Molti anni fa è stato messo in commercio un documentario che racconta la storia di Milton, probabilmente il cavallo che più di ogni altro viene associato nel cosiddetto immaginario collettivo a John Whitaker. I momenti in cui si vede il magico grigio saltare, o comunque essere impegnato in lavoro, sono solo durante i concorsi. Le immagini che ritraggono Milton e Whitaker a casa come sfondo presentano esclusivamente il verde dei prati dello Yorkshire segmentati dai classici muretti di pietra sotto i grigi cieli britannici. Sarà stato per esigenze di sceneggiatura, sicuramente di cavalli come Milton non ne nascono tanto di frequente, un cavaliere come Whitaker è di certo eccezionale: fatto sta che il messaggio è quello di un’equitazione schietta, semplice, essenziale, in cui la tecnica è sì importante ma senza mai arrivare a spersonalizzare il cavallo rendendolo un insieme di ingranaggi automatizzati. Perché i cavalli sono animali, sono natura, non macchine e dunque oggetti inanimati: per John Whitaker questo è un principio fuori discussione (anzi, per lui probabilmente non è nemmeno un principio: è così, e basta).

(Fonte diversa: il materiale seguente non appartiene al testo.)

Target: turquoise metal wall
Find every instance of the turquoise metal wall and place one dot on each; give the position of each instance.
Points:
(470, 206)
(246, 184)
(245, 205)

Ogni grande vittoria di John Whitaker ha sempre portato con sé l’inestimabile pregio di ricondurre l’equitazione – e più in particolare il salto ostacoli – fuori dai laboratori delle più cervellotiche alchimie pseudotecniche e di riconsegnarla all’ambiente originario dal quale proviene il rapporto uomo-cavallo: la natura. Whitaker monta così: in modo naturale. Tanto naturale che si potrebbe quasi pensare che lui non abbia mai dovuto imparare a farlo, ma che semplicemente l’abbia sempre fatto fin dalla nascita, prima ancora di camminare e parlare. E forse chissà, sarà stato proprio così.
Una naturalezza che in un certo senso trova conferma anche nell’umorismo tanto flemmatico – e veramente molto ‘british’ – quanto esilarante che caratterizza lo spirito di John Whitaker. Come quando a San Gallo (Campionato d’Europa 1995) un giornalista gli ha chiesto come mai Welham avesse abbattuto l’elemento di entrata di una gabbia: «Perché ha saltato troppo basso», è stata la risposta. A Mannheim (Campionato d’Europa ’97) gli è stato chiesto come mai Welham avesse fatto un rifiuto nella seconda manche della seconda giornata e lui non ha esitato un secondo: «Perché non ha voluto saltare». E che dire del suo commento alla sua prestazione in finale di Coppa del Mondo a Goteborg 1997, quando con Welham si è reso protagonista di due incredibili (per lui) errori di distanza su due ostacoli: «I miei avvicinamenti erano perfetti: erano gli ostacoli nel posto sbagliato… ».
Fino a oggi: «In molti mi chiedono per quanto tempo continuerò a montare: io rispondo che voglio farlo ancora a lungo perché ho un paio di stivali nuovi».